Panini, “Sağlığı yerinde olan herkeste akut karaciğer yetmezliği gelişebilir ve bu da zihinsel durum veya kişilikte kafa karışıklığı veya uyuşukluk gibi değişiklikler olarak ortaya çıkabilir” diyor.

*Bacaklarda, ayak bileklerinde veya karında şişlik

Wayne, “Karaciğer sorunlarıyla ilgili olmayabilir, ancak bacaklarınızdaki ve ayaklarınızdaki şişlik bir şeylerin ters gittiğini gösterebilir” dedi.

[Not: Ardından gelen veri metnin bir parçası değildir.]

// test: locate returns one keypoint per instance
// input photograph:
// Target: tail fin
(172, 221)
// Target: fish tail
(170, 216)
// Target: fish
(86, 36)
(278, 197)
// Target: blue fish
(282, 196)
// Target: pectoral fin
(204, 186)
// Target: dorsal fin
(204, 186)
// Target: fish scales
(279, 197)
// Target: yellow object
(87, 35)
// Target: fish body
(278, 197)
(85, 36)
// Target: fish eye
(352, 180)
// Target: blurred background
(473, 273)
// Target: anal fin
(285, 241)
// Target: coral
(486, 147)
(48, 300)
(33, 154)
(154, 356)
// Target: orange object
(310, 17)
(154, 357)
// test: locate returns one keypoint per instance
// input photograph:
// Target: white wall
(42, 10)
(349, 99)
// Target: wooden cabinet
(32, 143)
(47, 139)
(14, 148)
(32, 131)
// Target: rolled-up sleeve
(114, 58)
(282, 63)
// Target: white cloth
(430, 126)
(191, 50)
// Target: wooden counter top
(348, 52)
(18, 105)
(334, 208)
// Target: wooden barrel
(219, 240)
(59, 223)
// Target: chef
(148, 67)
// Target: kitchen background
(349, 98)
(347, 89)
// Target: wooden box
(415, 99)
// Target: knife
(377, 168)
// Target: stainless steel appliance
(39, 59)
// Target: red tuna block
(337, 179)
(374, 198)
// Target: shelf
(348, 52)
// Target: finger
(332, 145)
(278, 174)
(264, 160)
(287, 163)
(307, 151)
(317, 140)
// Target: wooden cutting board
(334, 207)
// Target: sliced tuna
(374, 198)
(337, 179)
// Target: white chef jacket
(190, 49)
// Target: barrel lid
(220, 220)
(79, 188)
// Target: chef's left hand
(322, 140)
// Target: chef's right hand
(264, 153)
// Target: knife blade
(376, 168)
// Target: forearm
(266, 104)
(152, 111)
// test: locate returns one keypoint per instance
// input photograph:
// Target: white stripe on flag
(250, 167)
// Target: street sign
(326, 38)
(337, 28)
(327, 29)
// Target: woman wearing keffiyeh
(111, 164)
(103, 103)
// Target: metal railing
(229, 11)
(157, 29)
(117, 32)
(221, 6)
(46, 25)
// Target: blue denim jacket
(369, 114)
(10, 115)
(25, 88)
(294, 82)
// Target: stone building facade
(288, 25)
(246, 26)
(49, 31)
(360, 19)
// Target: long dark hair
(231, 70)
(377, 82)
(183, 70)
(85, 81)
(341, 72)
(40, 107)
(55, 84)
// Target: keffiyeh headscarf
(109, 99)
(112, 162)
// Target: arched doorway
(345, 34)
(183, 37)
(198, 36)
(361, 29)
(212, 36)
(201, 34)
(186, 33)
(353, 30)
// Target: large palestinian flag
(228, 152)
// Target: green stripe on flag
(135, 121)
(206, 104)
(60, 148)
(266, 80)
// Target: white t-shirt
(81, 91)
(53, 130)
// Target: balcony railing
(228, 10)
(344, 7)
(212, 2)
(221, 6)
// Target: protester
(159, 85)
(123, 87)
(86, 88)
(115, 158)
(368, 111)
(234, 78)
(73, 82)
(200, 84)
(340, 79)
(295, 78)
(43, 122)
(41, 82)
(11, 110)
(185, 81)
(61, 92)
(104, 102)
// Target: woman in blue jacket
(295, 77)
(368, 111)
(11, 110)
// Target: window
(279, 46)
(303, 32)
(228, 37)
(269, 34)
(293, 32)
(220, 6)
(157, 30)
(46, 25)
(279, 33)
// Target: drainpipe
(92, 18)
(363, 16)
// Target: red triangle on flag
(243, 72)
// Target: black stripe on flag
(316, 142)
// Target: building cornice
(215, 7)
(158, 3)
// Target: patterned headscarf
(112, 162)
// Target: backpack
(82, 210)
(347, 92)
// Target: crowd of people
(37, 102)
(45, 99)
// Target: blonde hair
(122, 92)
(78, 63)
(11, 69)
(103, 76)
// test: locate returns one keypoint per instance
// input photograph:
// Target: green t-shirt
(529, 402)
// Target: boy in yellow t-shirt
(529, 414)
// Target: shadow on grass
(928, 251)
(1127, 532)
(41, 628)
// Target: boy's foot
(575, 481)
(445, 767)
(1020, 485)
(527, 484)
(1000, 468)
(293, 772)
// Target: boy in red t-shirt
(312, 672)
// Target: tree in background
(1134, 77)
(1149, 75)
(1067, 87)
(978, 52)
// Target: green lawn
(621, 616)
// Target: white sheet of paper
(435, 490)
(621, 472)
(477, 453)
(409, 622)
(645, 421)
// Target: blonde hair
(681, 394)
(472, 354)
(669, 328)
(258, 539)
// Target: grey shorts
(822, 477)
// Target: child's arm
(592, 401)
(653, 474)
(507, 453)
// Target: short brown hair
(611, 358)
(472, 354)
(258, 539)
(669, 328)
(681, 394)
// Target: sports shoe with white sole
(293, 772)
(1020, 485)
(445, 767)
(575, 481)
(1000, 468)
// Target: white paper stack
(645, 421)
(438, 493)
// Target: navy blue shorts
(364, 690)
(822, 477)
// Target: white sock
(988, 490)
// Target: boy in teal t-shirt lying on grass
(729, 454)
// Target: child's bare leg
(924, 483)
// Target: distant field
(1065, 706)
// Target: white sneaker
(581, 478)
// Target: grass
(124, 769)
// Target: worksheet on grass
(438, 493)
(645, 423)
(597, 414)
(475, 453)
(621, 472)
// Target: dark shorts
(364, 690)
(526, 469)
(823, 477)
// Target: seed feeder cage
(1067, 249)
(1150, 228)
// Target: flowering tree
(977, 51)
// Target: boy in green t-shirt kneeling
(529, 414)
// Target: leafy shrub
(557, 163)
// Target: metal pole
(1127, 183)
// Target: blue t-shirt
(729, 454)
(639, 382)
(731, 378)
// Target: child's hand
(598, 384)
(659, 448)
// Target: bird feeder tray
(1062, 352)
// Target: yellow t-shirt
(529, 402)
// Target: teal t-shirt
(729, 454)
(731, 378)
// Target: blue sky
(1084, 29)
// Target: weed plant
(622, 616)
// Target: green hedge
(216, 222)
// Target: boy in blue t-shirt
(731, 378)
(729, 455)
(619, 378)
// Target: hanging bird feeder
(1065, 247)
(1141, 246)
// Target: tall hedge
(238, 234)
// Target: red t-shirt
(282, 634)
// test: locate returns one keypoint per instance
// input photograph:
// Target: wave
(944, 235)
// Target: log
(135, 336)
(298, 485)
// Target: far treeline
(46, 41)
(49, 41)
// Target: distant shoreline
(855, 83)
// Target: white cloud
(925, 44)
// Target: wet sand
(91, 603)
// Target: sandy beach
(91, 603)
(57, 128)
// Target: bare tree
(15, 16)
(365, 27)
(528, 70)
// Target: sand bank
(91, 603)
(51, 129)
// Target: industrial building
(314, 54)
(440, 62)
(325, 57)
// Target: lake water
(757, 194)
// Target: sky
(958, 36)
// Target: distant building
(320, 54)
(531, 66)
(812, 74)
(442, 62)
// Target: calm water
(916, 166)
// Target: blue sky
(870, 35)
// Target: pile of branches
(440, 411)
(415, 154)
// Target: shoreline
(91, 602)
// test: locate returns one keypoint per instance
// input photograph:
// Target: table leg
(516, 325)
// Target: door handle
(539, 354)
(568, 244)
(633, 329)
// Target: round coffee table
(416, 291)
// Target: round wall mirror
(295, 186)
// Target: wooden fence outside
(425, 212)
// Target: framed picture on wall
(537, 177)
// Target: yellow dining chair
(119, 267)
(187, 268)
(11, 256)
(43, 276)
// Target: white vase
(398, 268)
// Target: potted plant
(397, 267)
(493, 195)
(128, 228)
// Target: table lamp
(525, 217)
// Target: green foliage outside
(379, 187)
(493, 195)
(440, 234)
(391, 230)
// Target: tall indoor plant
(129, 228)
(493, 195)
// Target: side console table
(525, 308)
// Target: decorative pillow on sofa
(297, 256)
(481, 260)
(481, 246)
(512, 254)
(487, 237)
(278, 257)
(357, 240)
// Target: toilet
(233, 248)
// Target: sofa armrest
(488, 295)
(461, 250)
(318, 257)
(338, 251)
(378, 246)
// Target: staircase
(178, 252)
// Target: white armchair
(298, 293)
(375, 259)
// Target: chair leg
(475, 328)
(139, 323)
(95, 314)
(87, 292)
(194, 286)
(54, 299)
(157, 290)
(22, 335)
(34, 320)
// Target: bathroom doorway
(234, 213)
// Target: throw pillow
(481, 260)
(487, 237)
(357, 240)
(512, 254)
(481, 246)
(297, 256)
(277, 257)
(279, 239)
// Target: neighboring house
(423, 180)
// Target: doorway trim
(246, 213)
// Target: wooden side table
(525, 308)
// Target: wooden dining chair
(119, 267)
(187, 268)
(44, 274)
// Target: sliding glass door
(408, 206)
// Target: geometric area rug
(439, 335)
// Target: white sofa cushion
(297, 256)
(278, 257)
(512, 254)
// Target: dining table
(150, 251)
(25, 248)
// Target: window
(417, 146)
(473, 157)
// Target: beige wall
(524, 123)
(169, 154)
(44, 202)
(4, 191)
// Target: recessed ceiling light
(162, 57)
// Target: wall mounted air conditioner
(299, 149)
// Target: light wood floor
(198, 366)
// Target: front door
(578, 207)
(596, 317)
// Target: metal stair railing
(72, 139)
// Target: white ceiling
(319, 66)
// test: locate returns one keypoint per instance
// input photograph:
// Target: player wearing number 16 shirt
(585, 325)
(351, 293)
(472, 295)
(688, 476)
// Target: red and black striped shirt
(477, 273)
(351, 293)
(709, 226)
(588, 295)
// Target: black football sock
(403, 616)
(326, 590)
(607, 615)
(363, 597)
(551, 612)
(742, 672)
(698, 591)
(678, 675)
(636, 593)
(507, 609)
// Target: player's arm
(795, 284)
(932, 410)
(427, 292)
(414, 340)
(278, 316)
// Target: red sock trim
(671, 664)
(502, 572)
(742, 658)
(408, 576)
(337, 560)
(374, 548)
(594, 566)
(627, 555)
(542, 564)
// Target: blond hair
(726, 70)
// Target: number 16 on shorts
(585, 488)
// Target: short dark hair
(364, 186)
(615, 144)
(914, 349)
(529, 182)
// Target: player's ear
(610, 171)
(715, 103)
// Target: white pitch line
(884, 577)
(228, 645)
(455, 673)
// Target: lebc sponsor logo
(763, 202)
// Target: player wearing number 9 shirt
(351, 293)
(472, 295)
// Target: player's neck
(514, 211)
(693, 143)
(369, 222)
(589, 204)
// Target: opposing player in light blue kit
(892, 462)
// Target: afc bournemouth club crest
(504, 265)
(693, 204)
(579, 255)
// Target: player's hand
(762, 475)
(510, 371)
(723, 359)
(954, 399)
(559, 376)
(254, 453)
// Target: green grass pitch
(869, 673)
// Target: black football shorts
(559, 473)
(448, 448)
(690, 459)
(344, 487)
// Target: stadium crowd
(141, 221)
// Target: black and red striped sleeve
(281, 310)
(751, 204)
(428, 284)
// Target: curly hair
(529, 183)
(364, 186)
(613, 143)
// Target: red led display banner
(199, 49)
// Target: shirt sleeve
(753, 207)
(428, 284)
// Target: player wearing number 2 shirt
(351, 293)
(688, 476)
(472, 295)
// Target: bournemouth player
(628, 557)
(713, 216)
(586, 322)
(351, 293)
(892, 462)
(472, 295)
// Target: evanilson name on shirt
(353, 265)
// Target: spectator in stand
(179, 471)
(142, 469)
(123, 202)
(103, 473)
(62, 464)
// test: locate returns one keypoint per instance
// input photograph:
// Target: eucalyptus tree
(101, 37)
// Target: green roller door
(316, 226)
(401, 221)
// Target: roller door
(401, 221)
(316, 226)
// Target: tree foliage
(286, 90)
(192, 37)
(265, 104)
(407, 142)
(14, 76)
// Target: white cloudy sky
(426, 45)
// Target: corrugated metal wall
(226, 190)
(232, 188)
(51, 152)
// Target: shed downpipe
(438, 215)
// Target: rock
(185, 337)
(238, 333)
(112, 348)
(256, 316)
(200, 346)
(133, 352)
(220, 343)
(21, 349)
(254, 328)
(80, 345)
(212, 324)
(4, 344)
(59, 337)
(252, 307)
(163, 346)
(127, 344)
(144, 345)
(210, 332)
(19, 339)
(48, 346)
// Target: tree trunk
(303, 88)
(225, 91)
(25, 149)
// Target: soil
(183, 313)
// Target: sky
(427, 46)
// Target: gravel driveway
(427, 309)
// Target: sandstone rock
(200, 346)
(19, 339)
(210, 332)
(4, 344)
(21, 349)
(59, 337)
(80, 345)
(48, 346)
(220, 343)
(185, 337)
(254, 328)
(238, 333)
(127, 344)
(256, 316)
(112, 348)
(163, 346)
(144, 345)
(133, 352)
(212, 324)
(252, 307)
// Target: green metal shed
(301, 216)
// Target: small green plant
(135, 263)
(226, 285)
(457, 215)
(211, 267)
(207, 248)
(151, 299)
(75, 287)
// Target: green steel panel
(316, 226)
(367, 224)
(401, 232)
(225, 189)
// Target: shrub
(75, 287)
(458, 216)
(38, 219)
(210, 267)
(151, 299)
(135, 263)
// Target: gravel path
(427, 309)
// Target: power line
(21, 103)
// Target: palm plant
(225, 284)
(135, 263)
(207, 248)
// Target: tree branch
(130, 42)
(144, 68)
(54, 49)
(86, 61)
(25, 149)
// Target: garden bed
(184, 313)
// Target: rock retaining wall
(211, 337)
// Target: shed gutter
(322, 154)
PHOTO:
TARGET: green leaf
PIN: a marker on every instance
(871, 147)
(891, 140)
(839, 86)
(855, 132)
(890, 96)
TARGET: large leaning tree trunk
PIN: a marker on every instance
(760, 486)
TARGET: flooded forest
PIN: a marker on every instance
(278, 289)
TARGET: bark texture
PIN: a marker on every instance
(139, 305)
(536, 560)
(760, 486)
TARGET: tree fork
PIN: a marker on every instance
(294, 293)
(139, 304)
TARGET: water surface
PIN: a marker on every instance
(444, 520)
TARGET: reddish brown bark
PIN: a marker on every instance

Mayo Clinic'e göre siroz, karaciğerdeki kan akışını yavaşlatır ve kanı organa taşıyan damardaki basıncı artırır. Mayo Clinic, portal ven olarak bilinen bu damardaki basıncın ‘ödem adı verilen bacaklarda ve asit adı verilen karın bölgesinde sıvı birikmesine neden olabileceğini’ belirterek, ‘karaciğerin albümin gibi belirli kan proteinlerini yeterince üretememesi durumunda da ödem ve asit oluşabileceğini’ kaydetti.

*Kolay morarma ve kanama

Wayne, karaciğer hasarı olan kişilerin yaralandıkları yerin kolayca morarabileceğini veya kanayabileceğini söyledi. Bunun nedeni karaciğerin kanın pıhtılaşması için gereken proteinleri üretmesidir. Dolayısıyla karaciğer iyi çalışmadığında kolayca kanamaya yatkın olursunuz.

*Karaciğer hasarınız olduğunu düşünüyorsanız ne yapmalısınız?

Karaciğer sorunları göz ardı edilmemelidir. Çok fazla alkol almak, tip 2 diyabet hastası olmak, ortak iğne kullanmak ve ailede karaciğer hastalığı öyküsü olması karaciğer hasarına yol açabilecek ciddi faktörlerdir.

Herhangi bir karaciğer hasarı belirtisi yaşadığınızı düşünüyorsanız, bunu sağlık uzmanınızla görüşmeniz önemlidir. Diğer belirtiler arasında dışkı değişiklikleri, yorgunluk ve iştah değişiklikleri yer almaktadır.

Panini, şiddetli sarılık, zihinsel durumda beklenmedik değişiklikler, siyah dışkı, kan kusma, karın, ayak bilekleri ve bacaklarda kademeli şişme veya nefes almada zorluk yaşarsanız derhal tıbbi yardım almanızı öneriyor.